Si je peux jouer les idiotes, en quoi les médias sont-ils un problème ?

Ils passent leur temps à dénoncer tous ceux qui ne sont pas mainstream. Regardez le boucan autour du JDD ! Je ne partage pas forcément les idées de Geoffroy Lejeune, mais ce n’est pas un facho dangereux. Or, il y a eu quasi-unanimité des autres médias pour dire que son arrivée menaçait le pluralisme. Même Reporters sans Frontières a fait chorus : mais de quoi je me mêle ? Alors que, a contrario, les propos d’Edwy Plenel ne sont jamais questionnés.

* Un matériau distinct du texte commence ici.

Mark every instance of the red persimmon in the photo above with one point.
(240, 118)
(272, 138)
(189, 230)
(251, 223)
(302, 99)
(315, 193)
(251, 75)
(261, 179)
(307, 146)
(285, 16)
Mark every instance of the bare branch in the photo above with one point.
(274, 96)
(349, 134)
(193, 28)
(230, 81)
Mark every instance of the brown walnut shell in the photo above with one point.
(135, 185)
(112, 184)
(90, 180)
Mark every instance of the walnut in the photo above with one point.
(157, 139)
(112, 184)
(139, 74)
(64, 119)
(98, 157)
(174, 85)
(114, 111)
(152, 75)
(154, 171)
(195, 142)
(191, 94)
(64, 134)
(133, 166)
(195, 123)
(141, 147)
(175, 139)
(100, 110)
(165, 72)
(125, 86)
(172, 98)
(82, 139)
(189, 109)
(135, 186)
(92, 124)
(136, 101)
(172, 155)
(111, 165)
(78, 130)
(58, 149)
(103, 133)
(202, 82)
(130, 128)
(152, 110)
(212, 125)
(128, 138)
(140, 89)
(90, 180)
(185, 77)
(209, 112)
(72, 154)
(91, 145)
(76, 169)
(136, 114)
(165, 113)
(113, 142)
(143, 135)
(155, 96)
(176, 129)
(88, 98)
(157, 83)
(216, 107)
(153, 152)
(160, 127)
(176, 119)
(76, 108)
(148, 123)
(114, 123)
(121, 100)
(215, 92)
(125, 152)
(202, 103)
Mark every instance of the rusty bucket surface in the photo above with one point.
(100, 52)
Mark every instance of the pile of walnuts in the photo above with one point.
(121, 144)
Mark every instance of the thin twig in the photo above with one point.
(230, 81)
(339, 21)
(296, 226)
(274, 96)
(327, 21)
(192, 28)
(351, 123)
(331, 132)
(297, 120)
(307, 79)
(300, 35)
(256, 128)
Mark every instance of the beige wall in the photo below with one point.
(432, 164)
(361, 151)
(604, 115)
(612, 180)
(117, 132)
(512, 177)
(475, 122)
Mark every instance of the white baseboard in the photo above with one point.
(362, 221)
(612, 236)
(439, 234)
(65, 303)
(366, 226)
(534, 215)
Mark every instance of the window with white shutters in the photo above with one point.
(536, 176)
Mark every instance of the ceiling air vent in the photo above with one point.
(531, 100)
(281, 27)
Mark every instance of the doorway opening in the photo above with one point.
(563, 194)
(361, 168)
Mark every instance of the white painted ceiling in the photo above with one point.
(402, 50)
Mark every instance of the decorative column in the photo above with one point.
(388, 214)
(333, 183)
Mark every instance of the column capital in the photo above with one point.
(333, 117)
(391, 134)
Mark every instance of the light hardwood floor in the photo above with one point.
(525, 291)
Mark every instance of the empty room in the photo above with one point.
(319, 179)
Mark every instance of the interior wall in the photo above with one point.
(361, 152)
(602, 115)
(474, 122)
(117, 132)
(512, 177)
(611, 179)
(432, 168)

En refusant toute affiliation politique, vous préservez votre liberté. Mais le prix à payer n’est-il pas une certaine solitude ?

Il est vrai que, quand je côtoie les états-majors politiques, je me sens seul, mais je reçois aussi beaucoup de soutiens et pas seulement dans ma ville. Alors, peut-être ma solitude est-elle une bonne chose. Les gens veulent du bon sens.

Le bon sens n’est pas une politique !

Et pourquoi donc ?

Parce que nous avons aussi besoin d’une vision, d’un récit, d’un roman national. Nous ne sommes pas ensemble simplement pour produire des richesses.

Mais on crève de ça ! Ça vous fait certainement plaisir d’avoir un chef de l’État qui lit des philosophes, mais ça ne sert à rien. On a besoin de gens qui ne promettent pas de tout régler, mais s’attaquent modestement à deux ou trois questions et s’y consacrent corps et âme.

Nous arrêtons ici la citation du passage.